JOHANNESBURG, Gauteng — Professor Adam Mahomed, Head of Internal Medicine at Charlotte Maxeke Johannesburg Academic Hospital, has announced his decision to leave his post, citing entrenched corruption, bureaucratic paralysis, and a lack of accountability that he says is crippling patient care.
In a candid interview, Prof. Mahomed described a healthcare system in crisis, where infighting between the Gauteng Department of Health and the Department of Infrastructure has resulted in prolonged delays to repair sections of the hospital damaged by fire during the COVID-19 pandemic. His comments follow a recent Public Protector’s report that confirmed maladministration and departmental blame-shifting as key factors in the facility’s ongoing operational failures.
“The Public Protector’s report was an indictment of what we all thought: that we are being played on a chessboard between a department of health and department of infrastructure,” Prof. Mahomed stated. “One blaming the other. But the end result was that staff, nurses, doctors, cleaners, patients were bearing the brunt of this.”
While the report covered events up to 2024, Prof. Mahomed emphasized that conditions have not improved into 2025 and 2026. Critical wards remain unrepaired, equipment deliveries are delayed, and essential staffing posts stay vacant for six months to a year. Daily maintenance, separate from fire damage repairs, continues to falter due to inter-departmental disputes with “no real ownership or responsibility being taken.”
The professor highlighted excessive bureaucracy as a major obstacle. “There’s so much red tape. There’s so much paperwork. You don’t know whether you’re coming or going. You don’t get clear answers. There’s no clear direction in our hospital,” he said. He noted that the hospital’s CEO position remains filled by an acting appointee, which he argues affects decisive leadership.
Prof. Mahomed pointed to successful public-private partnerships as evidence that progress is possible. He cited an 80 million rand project to restore hospital stores, completed efficiently and without corruption by external institutions. “It’s not that it’s impossible. It’s just we need the proper mindset to say our focus is the patients,” he asserted.
He alleged that corruption permeates procurement, from infrastructure contracts to basic supplies. “Why are we paying contractors exorbitant prices?… If you’re paying 27 rand, 30 rand for a loaf of bread that costs 15 rand, there’s something wrong,” he said, adding that medication is purchased at premium prices without delivering premium quality. He challenged officials to experience the procurement process firsthand, describing a labyrinth of paperwork and approvals that can delay vital equipment orders by up to a year.
The issues, he stressed, are not isolated to Charlotte Maxeke. Baragwanath, Helen Joseph, and Rahima Moosa hospitals face similar infrastructure and staffing pressures. Theft of materials like copper pipes continues with no reported prosecutions, and the system has failed to keep pace with Gauteng’s growing patient population.

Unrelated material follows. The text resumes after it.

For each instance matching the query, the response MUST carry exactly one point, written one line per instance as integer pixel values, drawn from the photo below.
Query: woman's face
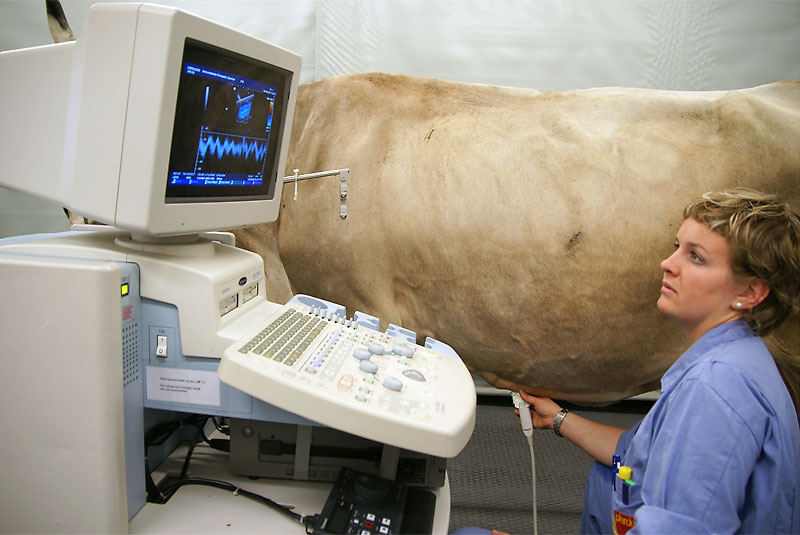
(699, 289)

Prof. Mahomed expressed profound concern over the broader national context, noting that thousands of doctors and nurses remain unemployed while the public healthcare system deteriorates. “The system is not even fractured. It’s broken,” he declared. He called for leadership “from the front,” suggesting that accountability must extend to the highest levels of government.

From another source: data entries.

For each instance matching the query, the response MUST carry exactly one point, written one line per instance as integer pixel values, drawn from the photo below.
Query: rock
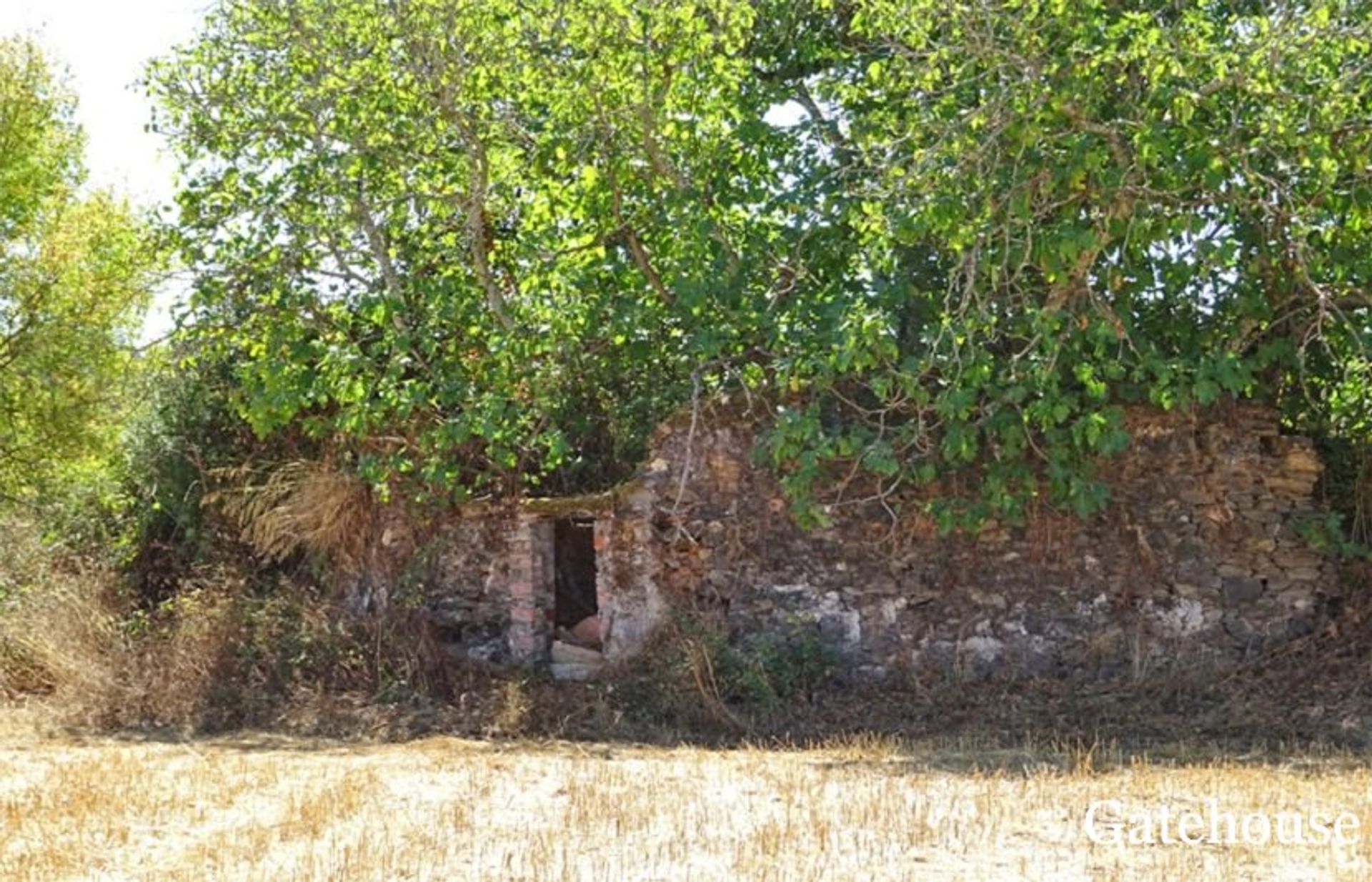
(565, 671)
(1238, 592)
(1303, 460)
(570, 653)
(589, 633)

On the persistence of these challenges over decades, Prof. Mahomed offered a sobering perspective: “I think people have just become so corrupt that they have forgotten their essence of being a human being. The essence of being soft, kind and gentle to a fellow human being.”

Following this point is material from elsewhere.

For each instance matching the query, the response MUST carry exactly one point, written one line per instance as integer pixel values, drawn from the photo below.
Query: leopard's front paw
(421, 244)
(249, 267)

He proposed a direct test of political commitment: “Let’s stop [politicians’] medical aid immediately and ask each of these patients to use each of these politicians to immediately use government facilities. Let’s put the money where your mouth is.” He referenced Namibia as an African example where such policy shifts have driven change.
Prof. Mahomed concluded with an urgent call to action: “Nothing is lost if we start today… But it needs leadership from the front and it needs ownership and responsibility… The time to change is now and the time for accountability is now.”